Numa outra fase histórica, em que o setor da comunicação ainda não era um poderoso ramo da economia, Lênin chegou a se contrapor à participação dos comunistas na imprensa burguesa. “Poder-se-á assumir que colaboram nos jornais burgueses? Não. Uma colaboração semelhante se opõe tanto às razões teóricas como a linha política e a prática da social-democracia... Dir-nos-ão que não há regra sem exceção. O que é indiscutível. Não se pode condenar a camarada que, vivendo no exílio, escreve num jornal qualquer. É por vezes difícil criticar um social-democrata que, para ganhar a vida, colabora numa seção secundária de um jornal burguês”. Mas, para ele, tais casos deveriam ser encarados como exceção e com princípios.

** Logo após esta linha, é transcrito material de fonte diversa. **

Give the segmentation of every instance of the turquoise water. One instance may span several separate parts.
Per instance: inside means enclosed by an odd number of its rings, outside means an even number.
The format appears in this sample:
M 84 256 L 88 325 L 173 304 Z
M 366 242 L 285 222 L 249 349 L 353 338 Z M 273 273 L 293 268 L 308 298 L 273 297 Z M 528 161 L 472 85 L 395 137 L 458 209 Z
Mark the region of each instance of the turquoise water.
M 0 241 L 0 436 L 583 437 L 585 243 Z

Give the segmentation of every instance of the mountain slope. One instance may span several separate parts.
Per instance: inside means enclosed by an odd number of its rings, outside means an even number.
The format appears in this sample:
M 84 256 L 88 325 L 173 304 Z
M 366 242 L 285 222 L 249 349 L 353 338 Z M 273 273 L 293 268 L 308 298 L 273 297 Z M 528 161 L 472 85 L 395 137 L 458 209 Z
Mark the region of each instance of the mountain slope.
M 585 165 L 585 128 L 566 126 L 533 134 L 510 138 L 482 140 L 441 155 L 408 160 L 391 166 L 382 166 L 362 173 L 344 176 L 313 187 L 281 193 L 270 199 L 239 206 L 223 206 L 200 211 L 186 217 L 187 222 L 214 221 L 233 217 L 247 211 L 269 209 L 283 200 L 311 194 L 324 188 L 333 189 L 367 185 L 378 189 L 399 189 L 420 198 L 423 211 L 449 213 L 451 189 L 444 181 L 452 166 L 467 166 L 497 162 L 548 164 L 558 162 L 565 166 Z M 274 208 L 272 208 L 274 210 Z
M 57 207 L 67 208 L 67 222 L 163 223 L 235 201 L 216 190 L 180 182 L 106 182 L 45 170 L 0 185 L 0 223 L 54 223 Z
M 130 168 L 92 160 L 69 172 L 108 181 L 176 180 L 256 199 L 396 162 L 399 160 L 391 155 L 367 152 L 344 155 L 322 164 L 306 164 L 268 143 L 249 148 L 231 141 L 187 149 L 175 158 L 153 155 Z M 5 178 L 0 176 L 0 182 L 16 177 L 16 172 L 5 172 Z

“Boicote, boicote, boicote”

Para encerrar este bloco, que evidencia que os marxistas nunca nutriram ilusões sobre o caráter de classe da imprensa burguesa e nem se embasbacaram com o seu poder de sedução, vale reproduzir uma longa citação de Antonio Gramsci, o revolucionário italiano de padeceu onze anos nos cárceres . No texto “Os jornais e os operários”, escrito em 1916, ele faz uma conclamação aos trabalhadores que bem poderiam servir para uma campanha contra a revista Veja e outros veículos da mídia brasileira na atualidade: Para ele, a assinatura de jornal burguês “é uma escolha cheia de insídias e de perigos que deveriam ser feitas com consciência, com estratégias e depois de reflexão amadurecida. Antes de mais, o operário deve negar decididamente qualquer solidariedade com o jornal burguês. Deveria registrar-se sempre, sempre, sempre, que o jornal burguês (qualquer que seja sua cor) é um instrumento de luta movido por ideias e interesses que estão em contraste com os seus. Tudo o que se publica é constantemente influenciado por uma ideia: servir à classe dominante, o que se traduz sem dúvida num fato: fortalecer a classe trabalhadora. E, de fato, da primeira à última linha, o jornal burguês sente e revela esta preocupação”.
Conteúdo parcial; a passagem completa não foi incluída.